The End Of Everything
11th March 2015 – Self released
01. The End Of Everything
02. Wombat Astronaut (Beyond The Burrow)
03. Paper Moon
There’s something innately pleasing about a well constructed trilogy. Recently we’ve seen Red Seas Fire complete their own series of three EPs, charting their progression over the last few years, and now it is the turn of Sydneysider Plini to do the same. The somewhat apocalyptically titled The End Of Everything joins Other Things and Sweet Nothings – both released in 2013 – to provide what is, effectively, a progressive metal concerto in three movements.
Those familiar with Plini’s previous work, be it the preceding EPs or assorted other releases, will know what to expect: sleek and futuristic progressive metal instrumentals overlaid with virtuoso-level lead guitar that have placed Plini in the premier league of the ‘bedroom guitarists’, alongside the likes of Chimp Spanner and Cloudkicker. Of course, that ‘bedroom’ classification is something of a loaded term, potentially damning with faint praise and conjuring images of plucky amateurs. But, as with things Chimp and Cloud, such assumptions with Plini would be seriously misplaced.
But this is not entirely a one-man endeavour. Whilst Plini himself steers the ship, laying down the outlines of the tracks, he has brought a number of other musicians on board to complete the sound. For starters, there is his long-standing relationship with pianist Luke Martin, who has contributed to all three EPs despite being UK based (thank heavens for the internet). But in addition to this, in a first for Plini, The End Of Everything also features a fully live rhythm section, in the form of Simon Grove on bass, and Marco Minneman on drums.
Whilst there was nothing intrinsically wrong with the programmed drumming on the previous EPs, Marco’s inspired contributions to The End Of Everything prove there really is no substitute for the human touch. Given a free rein to embellish the songs, the results are richer, fuller and more subtle, simultaneously lifting and complementing the base tracks laid down by Plini. The EP sounds so cohesive it verges on miraculous, considering the distinct possibility that the musicians involved in its creation have never been in the same physical location at the same time.
Were all this not enough, two of the three tracks that comprise the EP feature guest solos from the very cream of modern progressive metal: Chris Letchford of Scale The Summit and Jakub Zytecki of DispersE. Chris had already spoken publicly about his enjoyment of Plini’s work, and apparently pounced on the opportunity to contribute.
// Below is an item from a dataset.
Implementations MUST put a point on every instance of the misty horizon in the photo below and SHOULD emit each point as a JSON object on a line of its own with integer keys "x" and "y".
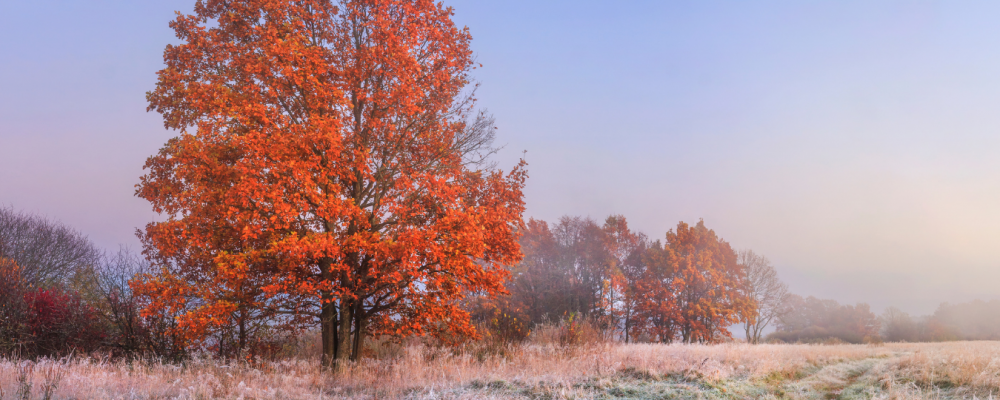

That’s a high degree of endorsement, right there.
The cohesion of the sound extends to the songwriting, with the three tracks neatly following on from one another to give a genuine sense of progression over the relatively short runtime. After a suitably bombastic opening, the title track settles back into a gently bubbling groove, which is deftly accentuated by Marco’s snappy drumming. The fantastically named “Wombat Astronaut“, itself more of a collaborative effort with Luke, carries a vibe not dissimilar to a jazz outfit like EST, before “Paper Moon” brings the piece full circle back into more metal territory.
On its own, The End of Everything is almost devastatingly short, but combined with its sister releases, it provides a fitting grand finale to a showcase of a quite remarkable talent. Whilst the technical musicianship on display throughout is exemplary, there is still plenty to engage and absorb listeners beyond the scope of a masterclass in stunt guitar acrobatics. The End Of Everything is a genuine journey. It is progressive in the most literal sense of the word, transporting the listener to a place far beyond that which they might reasonably expect to reach in less than twenty minutes.
So, with the broader journey of this trilogy now complete, one question remains: where to next?